Nosferatu it is a work of cinema with a capital 'C', already mature in its composition, ready to take off. The 'actor' Torquato Neto is directed with lightness to keep his natural air intact blasé, within the personal characteristics that coincide with the character – for which he was probably chosen, simultaneously constituting the persona on the scene.

He mixes his type, already a personality at the time, with the fictional figure created by the film in a superimposition proper to the staging in the camera-image shot, something that works with particular effect in the direct style. The vampirized girls, including the great Scarlet Moon by Chavalier, are in tune to interpret the action in 'enjoyment' mode, always at ease in the role, mocking the film itself, history, horror and life.

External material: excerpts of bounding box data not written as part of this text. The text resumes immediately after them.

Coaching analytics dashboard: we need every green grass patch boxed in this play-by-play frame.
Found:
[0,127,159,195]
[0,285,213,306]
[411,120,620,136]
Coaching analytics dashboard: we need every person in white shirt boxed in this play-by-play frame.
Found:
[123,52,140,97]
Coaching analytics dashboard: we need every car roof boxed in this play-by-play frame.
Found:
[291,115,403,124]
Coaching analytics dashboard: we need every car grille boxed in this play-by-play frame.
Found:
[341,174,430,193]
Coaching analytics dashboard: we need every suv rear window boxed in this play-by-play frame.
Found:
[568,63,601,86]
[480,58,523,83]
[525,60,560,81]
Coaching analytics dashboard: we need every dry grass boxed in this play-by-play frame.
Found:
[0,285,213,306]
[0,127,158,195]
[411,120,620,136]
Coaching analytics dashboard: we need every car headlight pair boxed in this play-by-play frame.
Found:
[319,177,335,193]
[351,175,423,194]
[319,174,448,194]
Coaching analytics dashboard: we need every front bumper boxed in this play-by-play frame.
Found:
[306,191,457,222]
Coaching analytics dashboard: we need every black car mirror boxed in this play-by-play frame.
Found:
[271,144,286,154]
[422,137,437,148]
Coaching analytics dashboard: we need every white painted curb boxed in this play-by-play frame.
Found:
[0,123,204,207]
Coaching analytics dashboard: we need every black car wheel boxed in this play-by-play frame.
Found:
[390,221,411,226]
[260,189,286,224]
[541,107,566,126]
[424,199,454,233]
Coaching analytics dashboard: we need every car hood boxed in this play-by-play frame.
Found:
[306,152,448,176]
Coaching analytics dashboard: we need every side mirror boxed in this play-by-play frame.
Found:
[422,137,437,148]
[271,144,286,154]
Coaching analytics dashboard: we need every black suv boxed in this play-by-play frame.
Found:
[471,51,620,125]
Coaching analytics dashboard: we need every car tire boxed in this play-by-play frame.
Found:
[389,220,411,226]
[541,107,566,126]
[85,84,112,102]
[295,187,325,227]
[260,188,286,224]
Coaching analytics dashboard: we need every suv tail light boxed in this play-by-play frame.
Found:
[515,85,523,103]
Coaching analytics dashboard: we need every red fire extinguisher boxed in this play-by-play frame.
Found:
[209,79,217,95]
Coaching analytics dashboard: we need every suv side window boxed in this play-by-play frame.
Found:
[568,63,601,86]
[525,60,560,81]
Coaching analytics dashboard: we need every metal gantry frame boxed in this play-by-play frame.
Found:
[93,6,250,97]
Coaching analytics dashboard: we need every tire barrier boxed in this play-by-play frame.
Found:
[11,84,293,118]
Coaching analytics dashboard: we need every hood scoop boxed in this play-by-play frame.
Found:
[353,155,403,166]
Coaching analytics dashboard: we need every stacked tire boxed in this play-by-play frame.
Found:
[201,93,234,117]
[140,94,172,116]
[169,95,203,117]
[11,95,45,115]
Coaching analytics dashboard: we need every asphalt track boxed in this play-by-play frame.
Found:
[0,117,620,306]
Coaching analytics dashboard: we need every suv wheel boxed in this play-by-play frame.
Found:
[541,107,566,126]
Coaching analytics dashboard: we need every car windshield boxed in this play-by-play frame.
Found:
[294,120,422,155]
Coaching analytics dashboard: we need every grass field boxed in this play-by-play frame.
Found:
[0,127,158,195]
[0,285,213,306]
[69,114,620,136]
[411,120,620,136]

A sign takes over the screen and makes it clear what is the spirit of the 'high' of the film and the blood-ketchup that abounds: “No history is made without blood”. The dubious mention carries the dialogue to the other side of the record, which shines with the tension of the time. The sign is followed by a shot that forms a pop-oriented picture, with a figurative tone in keeping with the taste of those years: the television turned on to the eternal Silvio Santos with the voice of his Lombardi-Baú-da-Felicidade and next to the TV a glass of ketchup-blood, closer to scale, in front of the device with the image of the image.

Watching television, the vampire group flips through superhero comics and laughs. A skin-deep sensuality exudes through the pores of the young actors who have just discovered the freedom of sensations and sensuality and seem to want to explore it to the fullest extent.

Homemade productions, avant-garde or not, in super-8, 16mm or digital, can be fun, but good cinema is felt from afar, in whatever gauge or medium. Nosferatu in Brazil is part of that strain. Small polished stone that breathed, as art, the most genuine spirit of its time.

Fernão Pessoa Ramos He is a professor at the Institute of Arts at Unicamp. Author, among other books, of Marginal Cinema (1968/1973): Representation at its Limit (Brazilian).